Proceedings Article | 7 April 2023
KEYWORDS: Denoising, X-rays, X-ray imaging, Fluoroscopy, Digital filtering, Tunable filters, Bone, Image quality, Motion detection, Motion blur
Fluoroscopy in a low-dose tube output is used to reduce the damage associated with radiation exposure. However, lowering the radiation dose inevitably increases random noise in x-ray images, resulting in poor diagnostic image quality, which requires noise reduction for accurate diagnosis. Also, in the case of non-static objects, the image is blurred due to motion. The most-used denoiser with a recursive filter (RF) preserves details well when applied to temporal data, but it is vulnerable to motion blur. Existing convolutional neural network (CNN)-based algorithms with single-frame input cannot use the temporary context, and others with multi-frame input are good for motion detection but poor for detail preservation. Therefore, we propose a motion-level-aware denoising framework to combine the results of RF- and CNN-based algorithms depending on the pixel-wise magnitude of motion to complement each other. The data we use are fluoroscopy images taken in continuous time, and we aim at many-to-one so that one frame is denoised by considering sequential frames. Also, since both RF- and CNN-based algorithms used in our architecture are many-to-one methods, they can consider spatiotemporal information. In the multi-frame input, the difference in intensity of each pixel between frames is calculated to obtain a moving map. Depending on the factor value from the moving map, the final image is obtained by reflecting the outputs of the RF- and CNN-based algorithms. If the factor value is high, the pixel intensity of the final image is like the CNN-based output, which is good for motion detection, and vice versa, it more reflects the intensity of RF output, which is excellent in perceptual quality. Therefore, it prevents motion blur and does not over-smooth microdetails, such as bones and muscles.

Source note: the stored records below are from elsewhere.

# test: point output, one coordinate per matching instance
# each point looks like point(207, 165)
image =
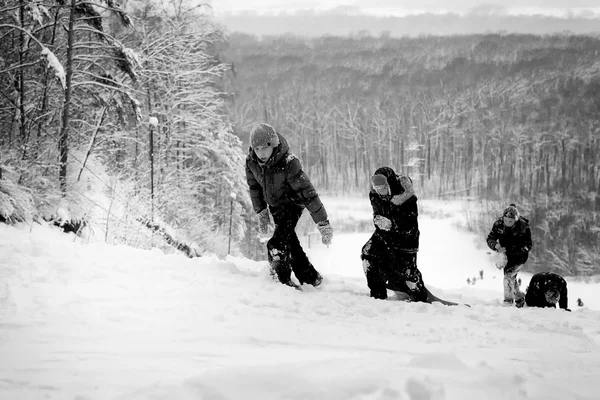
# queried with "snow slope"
point(93, 321)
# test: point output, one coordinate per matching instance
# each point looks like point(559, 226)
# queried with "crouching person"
point(389, 257)
point(279, 185)
point(511, 236)
point(546, 289)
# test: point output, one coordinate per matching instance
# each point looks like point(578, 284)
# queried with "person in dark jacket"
point(511, 236)
point(279, 185)
point(546, 289)
point(389, 257)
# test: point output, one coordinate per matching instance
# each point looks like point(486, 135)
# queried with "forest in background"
point(112, 122)
point(501, 118)
point(132, 122)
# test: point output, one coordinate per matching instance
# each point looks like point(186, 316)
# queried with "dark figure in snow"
point(511, 235)
point(389, 258)
point(279, 185)
point(545, 290)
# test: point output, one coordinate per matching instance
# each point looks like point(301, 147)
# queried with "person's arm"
point(301, 185)
point(256, 191)
point(527, 243)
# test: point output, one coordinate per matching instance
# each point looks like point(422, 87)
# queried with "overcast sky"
point(405, 6)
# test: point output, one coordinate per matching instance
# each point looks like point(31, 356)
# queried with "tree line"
point(80, 82)
point(506, 118)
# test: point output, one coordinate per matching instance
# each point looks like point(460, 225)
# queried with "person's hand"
point(326, 231)
point(263, 222)
point(382, 222)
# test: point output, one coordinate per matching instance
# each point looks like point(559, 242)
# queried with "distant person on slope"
point(279, 185)
point(545, 289)
point(389, 258)
point(511, 236)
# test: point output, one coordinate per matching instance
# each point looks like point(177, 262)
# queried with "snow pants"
point(285, 253)
point(511, 288)
point(387, 267)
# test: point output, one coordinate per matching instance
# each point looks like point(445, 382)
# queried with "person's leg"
point(413, 280)
point(511, 288)
point(301, 265)
point(279, 251)
point(373, 260)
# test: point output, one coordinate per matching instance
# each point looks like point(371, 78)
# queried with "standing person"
point(511, 236)
point(546, 289)
point(279, 185)
point(389, 257)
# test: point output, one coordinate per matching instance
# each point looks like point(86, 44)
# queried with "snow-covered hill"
point(94, 322)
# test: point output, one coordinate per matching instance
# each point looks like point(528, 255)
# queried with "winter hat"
point(263, 135)
point(511, 212)
point(552, 295)
point(379, 180)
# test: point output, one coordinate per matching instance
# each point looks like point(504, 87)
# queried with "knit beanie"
point(379, 180)
point(511, 212)
point(263, 135)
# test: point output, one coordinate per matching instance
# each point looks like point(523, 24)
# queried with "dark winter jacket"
point(516, 240)
point(281, 183)
point(404, 233)
point(542, 282)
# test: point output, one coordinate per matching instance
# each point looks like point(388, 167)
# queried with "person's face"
point(263, 152)
point(382, 190)
point(508, 221)
point(552, 297)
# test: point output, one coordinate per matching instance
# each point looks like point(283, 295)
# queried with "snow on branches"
point(53, 63)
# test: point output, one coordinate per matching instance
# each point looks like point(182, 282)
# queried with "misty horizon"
point(343, 22)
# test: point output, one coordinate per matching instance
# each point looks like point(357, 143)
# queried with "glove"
point(382, 222)
point(326, 231)
point(263, 221)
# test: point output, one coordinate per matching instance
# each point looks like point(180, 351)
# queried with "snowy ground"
point(94, 322)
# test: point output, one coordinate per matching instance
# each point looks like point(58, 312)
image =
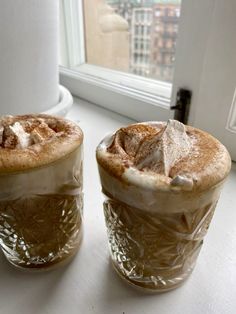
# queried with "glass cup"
point(41, 206)
point(154, 234)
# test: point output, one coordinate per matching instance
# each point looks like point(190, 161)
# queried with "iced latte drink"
point(162, 182)
point(41, 190)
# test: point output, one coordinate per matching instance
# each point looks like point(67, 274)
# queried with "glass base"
point(159, 288)
point(48, 266)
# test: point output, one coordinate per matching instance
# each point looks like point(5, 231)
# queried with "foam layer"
point(156, 155)
point(32, 141)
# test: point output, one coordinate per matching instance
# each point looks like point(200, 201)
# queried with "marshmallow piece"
point(42, 133)
point(161, 152)
point(182, 181)
point(17, 138)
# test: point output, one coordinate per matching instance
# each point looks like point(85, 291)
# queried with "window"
point(112, 27)
point(106, 76)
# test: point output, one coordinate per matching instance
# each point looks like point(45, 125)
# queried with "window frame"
point(141, 97)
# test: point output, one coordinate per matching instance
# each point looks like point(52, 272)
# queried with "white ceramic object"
point(64, 104)
point(29, 73)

The results show that combining the two outputs together records higher peak signal-to-noise ratio (PSNR) and has better perceptual quality for diagnosis than using only one method. Furthermore, our combining method can output x-ray images of higher quality by using more advanced networks in future fluoroscopy denoising studies, since the proposed denoising framework is not only applicable to specific architectures used in this study but can also be broadly applied to other alternative networks.